VALORIZE SABERES E VÁ AONDE O ALUNO ESTÁ – Sabe-se que o aprendizado é mais eficaz quando é relevante para o aluno e quando é alinhado com sua cultura e comunidade. Por que não pensar em novos tópicos que a escola nunca vai ensinar? Por que não tentar fazer menos “aula”, menos “conteúdo”, e mais projetos, tentando aproximar os temas da realidade e da cultura dos alunos?
REDUZA O CURRÍCULO – É natural o educador querer aplicar todo o conteúdo inicialmente pensado para a sala de aula. Entretanto, a máxima do “menos é mais” se aplica aqui: mais vale promover poucas experiências realmente significativas que acelerar as aulas para dar todo o conteúdo.
PENSE EM TODOS OS SEUS ALUNOS – Antes de pensar em questões pedagógicas, é fundamental que escolas e secretarias de educação avaliem se todos os alunos têm acesso a, no mínimo, um computador com internet. Num país de enormes desigualdades como o Brasil, é de se supor que não. Além disso, há que se pensar se todos têm conhecimento e suporte suficiente para usar aparatos digitais. Um sistema online que não é para todos vai apenas aumentar desigualdades.
CONSIDERE OS RISCOS À PRIVACIDADE – A repentina busca por educação online pode esconder o risco de violações à privacidade de alunos, familiares e professores. É nesta hora que se devem observar os limites à exposição de crianças e adolescentes em ambientes virtuais e a coleta maliciosa de dados por plataformas de ensino – mesmo de empresas aparentemente bem estabelecidas.
PENSE ANTES DE COMPRAR – Resista aos impulsos de resolver o problema comprando computadores ou outros serviços de educação sem planejamento. Resista às empresas de tecnologia oferecendo soluções fáceis. O importante agora são pessoas e não novas ferramentas.

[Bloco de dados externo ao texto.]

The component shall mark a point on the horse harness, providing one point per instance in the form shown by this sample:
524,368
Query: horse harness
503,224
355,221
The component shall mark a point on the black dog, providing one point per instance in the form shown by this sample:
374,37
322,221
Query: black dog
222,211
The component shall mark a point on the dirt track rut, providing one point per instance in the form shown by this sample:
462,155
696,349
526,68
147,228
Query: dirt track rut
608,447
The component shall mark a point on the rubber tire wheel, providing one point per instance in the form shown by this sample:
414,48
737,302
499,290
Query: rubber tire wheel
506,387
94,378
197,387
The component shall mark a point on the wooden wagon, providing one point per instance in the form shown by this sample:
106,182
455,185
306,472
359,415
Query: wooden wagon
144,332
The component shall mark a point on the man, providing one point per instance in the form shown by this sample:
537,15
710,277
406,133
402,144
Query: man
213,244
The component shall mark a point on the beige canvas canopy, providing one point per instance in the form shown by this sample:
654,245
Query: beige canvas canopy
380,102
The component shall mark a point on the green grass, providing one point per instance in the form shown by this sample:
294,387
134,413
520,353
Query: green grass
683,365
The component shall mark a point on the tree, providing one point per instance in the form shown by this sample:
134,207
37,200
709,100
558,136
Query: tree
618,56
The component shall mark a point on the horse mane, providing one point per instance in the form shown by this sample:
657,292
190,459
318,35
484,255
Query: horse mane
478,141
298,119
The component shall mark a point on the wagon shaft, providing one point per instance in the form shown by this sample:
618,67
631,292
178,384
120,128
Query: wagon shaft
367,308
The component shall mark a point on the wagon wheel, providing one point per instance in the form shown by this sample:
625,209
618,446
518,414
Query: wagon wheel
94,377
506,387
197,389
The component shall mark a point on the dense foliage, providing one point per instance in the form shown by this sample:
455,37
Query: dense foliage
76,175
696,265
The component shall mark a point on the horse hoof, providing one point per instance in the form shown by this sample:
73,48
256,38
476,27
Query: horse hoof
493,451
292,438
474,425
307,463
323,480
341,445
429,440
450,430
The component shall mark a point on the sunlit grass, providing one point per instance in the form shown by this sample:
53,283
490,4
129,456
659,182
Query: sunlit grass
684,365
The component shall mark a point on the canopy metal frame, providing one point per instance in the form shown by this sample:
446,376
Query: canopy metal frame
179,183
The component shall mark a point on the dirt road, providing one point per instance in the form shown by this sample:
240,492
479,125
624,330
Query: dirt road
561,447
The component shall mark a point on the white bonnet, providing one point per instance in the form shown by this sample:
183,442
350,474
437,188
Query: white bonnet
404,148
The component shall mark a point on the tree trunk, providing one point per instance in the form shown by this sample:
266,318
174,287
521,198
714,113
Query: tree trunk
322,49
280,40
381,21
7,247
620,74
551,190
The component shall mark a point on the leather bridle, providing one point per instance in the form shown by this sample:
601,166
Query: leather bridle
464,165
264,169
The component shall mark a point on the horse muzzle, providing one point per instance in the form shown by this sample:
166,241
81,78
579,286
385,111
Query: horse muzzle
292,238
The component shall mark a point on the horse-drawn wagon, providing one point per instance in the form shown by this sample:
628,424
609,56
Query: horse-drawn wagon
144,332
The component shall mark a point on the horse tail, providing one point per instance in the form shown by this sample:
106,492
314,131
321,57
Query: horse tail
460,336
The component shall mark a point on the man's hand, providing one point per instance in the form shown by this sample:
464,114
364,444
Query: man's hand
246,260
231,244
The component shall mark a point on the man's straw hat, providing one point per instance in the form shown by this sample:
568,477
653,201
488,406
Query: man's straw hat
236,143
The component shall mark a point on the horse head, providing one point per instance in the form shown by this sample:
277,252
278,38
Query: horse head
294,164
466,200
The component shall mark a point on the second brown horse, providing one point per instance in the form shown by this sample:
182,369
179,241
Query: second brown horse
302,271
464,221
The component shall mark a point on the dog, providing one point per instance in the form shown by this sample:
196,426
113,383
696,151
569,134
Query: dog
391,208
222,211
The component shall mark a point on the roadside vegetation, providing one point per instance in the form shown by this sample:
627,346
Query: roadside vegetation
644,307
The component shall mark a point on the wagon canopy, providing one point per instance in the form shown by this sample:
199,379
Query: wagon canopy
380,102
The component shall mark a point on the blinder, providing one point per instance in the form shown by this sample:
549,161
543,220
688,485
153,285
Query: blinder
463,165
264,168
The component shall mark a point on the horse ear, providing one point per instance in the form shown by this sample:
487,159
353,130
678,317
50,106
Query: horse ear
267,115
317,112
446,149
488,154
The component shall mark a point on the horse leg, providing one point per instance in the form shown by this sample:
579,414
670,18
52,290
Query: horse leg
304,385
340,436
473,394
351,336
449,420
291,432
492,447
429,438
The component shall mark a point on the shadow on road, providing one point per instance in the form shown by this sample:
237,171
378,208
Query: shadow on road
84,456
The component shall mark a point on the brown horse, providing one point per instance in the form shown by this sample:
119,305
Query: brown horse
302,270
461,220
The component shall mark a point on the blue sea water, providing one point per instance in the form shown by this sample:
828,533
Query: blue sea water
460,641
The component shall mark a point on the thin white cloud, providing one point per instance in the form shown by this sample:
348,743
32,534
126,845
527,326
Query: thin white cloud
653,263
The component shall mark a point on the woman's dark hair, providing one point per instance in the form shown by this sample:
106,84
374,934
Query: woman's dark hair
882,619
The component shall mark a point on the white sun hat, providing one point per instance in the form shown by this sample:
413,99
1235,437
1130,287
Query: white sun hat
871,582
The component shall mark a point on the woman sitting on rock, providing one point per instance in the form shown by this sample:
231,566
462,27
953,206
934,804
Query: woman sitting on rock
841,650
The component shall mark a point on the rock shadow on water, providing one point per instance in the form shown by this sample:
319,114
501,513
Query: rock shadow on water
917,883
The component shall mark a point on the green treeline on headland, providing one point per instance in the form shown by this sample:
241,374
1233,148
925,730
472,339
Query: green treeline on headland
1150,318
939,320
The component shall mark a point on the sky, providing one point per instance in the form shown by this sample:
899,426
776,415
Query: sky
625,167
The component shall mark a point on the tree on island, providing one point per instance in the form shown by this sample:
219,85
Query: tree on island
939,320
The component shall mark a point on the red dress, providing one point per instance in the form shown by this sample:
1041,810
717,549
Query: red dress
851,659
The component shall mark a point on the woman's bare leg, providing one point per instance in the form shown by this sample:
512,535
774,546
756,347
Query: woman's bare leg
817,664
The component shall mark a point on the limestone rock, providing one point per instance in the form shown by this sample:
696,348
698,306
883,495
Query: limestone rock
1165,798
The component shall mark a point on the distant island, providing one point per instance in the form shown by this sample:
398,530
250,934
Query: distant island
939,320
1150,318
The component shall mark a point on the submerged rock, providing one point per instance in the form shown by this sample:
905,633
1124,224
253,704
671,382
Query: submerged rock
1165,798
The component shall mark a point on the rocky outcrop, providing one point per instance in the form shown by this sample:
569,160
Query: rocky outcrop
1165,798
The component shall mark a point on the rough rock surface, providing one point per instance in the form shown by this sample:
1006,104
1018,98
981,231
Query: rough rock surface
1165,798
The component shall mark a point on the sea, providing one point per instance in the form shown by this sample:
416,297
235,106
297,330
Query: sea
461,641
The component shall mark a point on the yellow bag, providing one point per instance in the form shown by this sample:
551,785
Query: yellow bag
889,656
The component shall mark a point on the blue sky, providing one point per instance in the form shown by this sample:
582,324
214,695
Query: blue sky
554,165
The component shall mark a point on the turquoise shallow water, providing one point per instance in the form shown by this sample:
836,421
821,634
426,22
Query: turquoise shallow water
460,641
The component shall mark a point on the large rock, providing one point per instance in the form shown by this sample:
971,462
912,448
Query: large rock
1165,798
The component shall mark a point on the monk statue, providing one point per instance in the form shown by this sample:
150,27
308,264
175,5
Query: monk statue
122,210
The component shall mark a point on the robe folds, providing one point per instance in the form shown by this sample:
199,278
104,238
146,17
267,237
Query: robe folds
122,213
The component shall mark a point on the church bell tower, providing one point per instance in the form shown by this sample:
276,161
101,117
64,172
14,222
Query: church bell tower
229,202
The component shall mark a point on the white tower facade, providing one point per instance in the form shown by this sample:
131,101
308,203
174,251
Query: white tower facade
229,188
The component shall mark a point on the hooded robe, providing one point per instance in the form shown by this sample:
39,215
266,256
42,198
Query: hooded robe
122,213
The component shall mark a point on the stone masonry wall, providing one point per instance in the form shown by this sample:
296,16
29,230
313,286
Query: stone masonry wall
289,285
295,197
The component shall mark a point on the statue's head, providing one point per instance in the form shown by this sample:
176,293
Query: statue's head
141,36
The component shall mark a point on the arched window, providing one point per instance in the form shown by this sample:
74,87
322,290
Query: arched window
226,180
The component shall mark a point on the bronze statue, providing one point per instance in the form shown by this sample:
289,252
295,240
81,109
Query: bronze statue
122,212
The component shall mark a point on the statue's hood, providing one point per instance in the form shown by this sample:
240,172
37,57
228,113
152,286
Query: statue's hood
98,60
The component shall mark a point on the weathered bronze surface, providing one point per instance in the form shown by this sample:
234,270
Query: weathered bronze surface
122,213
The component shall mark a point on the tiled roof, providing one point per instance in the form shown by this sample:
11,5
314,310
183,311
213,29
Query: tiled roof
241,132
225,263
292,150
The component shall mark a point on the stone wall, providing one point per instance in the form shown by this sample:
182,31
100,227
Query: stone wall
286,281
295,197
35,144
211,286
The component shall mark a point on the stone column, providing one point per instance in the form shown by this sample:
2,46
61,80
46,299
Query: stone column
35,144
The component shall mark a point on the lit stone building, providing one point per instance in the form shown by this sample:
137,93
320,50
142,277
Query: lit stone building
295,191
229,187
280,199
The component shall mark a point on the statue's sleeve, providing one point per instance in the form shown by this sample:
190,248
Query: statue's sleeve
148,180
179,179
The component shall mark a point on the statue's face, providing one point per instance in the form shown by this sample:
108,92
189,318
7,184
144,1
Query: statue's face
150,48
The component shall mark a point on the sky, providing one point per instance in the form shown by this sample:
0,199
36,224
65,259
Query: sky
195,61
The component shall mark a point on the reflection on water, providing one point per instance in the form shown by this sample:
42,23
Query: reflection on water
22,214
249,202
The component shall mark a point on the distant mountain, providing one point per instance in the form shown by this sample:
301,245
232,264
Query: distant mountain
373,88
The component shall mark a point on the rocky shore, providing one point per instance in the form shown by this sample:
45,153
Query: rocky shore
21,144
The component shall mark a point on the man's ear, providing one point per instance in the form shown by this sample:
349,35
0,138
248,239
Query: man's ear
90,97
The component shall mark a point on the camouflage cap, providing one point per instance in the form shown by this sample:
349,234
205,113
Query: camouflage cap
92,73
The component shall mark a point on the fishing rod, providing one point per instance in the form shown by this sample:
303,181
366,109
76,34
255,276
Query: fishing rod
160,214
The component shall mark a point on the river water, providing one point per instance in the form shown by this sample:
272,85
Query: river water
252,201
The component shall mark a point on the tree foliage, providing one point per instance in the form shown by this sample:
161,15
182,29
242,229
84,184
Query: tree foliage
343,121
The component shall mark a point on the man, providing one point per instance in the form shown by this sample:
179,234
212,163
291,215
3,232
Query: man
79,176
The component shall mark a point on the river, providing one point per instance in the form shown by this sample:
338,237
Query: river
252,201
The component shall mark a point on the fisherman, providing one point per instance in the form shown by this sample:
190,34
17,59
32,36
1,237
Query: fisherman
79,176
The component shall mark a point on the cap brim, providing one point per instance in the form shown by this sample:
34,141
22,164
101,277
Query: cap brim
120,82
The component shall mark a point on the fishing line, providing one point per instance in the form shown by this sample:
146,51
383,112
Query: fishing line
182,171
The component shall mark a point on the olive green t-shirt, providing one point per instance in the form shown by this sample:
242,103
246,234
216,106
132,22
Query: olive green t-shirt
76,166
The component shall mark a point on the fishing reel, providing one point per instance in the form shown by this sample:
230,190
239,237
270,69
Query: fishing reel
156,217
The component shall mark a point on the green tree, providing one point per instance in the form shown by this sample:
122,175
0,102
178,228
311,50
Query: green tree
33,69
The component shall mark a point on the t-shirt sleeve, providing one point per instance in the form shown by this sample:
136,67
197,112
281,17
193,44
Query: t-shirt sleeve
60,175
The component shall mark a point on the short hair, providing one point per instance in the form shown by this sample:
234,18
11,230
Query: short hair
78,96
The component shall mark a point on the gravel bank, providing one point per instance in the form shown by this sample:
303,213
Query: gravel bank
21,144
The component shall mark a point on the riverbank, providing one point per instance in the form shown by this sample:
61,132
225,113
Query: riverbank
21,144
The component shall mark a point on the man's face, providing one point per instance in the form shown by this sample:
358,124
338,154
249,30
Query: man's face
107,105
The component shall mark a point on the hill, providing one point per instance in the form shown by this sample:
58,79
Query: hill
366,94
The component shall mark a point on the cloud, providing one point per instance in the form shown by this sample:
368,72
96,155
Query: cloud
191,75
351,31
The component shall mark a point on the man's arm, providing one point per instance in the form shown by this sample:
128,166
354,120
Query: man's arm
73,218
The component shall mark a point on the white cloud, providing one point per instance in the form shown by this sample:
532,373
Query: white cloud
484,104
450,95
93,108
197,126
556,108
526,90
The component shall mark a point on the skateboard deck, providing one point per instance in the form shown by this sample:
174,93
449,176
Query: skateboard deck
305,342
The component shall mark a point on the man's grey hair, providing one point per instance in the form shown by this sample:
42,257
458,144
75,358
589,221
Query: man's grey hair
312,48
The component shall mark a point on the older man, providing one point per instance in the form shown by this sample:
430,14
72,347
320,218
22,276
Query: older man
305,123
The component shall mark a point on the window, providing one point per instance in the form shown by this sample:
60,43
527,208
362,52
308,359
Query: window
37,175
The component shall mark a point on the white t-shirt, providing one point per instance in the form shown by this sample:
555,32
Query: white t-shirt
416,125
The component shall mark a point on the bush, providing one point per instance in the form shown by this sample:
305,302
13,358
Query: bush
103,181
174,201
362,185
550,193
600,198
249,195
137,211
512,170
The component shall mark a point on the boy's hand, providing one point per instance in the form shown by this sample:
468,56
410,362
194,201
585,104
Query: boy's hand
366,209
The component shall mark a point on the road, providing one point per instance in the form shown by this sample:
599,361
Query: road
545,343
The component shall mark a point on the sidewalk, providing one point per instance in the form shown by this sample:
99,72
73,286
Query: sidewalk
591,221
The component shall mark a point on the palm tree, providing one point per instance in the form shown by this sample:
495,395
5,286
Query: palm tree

USE O MOMENTO PARA APRENDER – É necessário que cada educador registre tudo o que está acontecendo e reflita sobre o que deu e o que não deu certo. Além disso, compartilhe seu conteúdo, atividade de aula e experiência com outros educadores, familiares e alunos. O momento é de colaborar.
Com planejamento, cuidado e senso de colaboração, será possível mitigar a crise atual e tentar garantir que o desenvolvimento dos alunos não seja interrompido completamente.
- Paulo Blikstein (Universidade de Columbia), Fabio Campos (Universidade de Nova Iorque); Cassia Fernandez (Universidade de São Paulo), Fernando Carnaúba (Universidade de Columbia), Tatiana Hochgreb-Hägele (Universidade de Stanford), Lívia Macedo (Universidade de Columbia) e Raquel Coelho (Universidade de Stanford) são educadores e pesquisadores brasileiros e fazem parte do grupo Ciências da Aprendizagem Brasil, uma iniciativa do Transformative Learning Technologies Lab da Universidade de Columbia (EUA).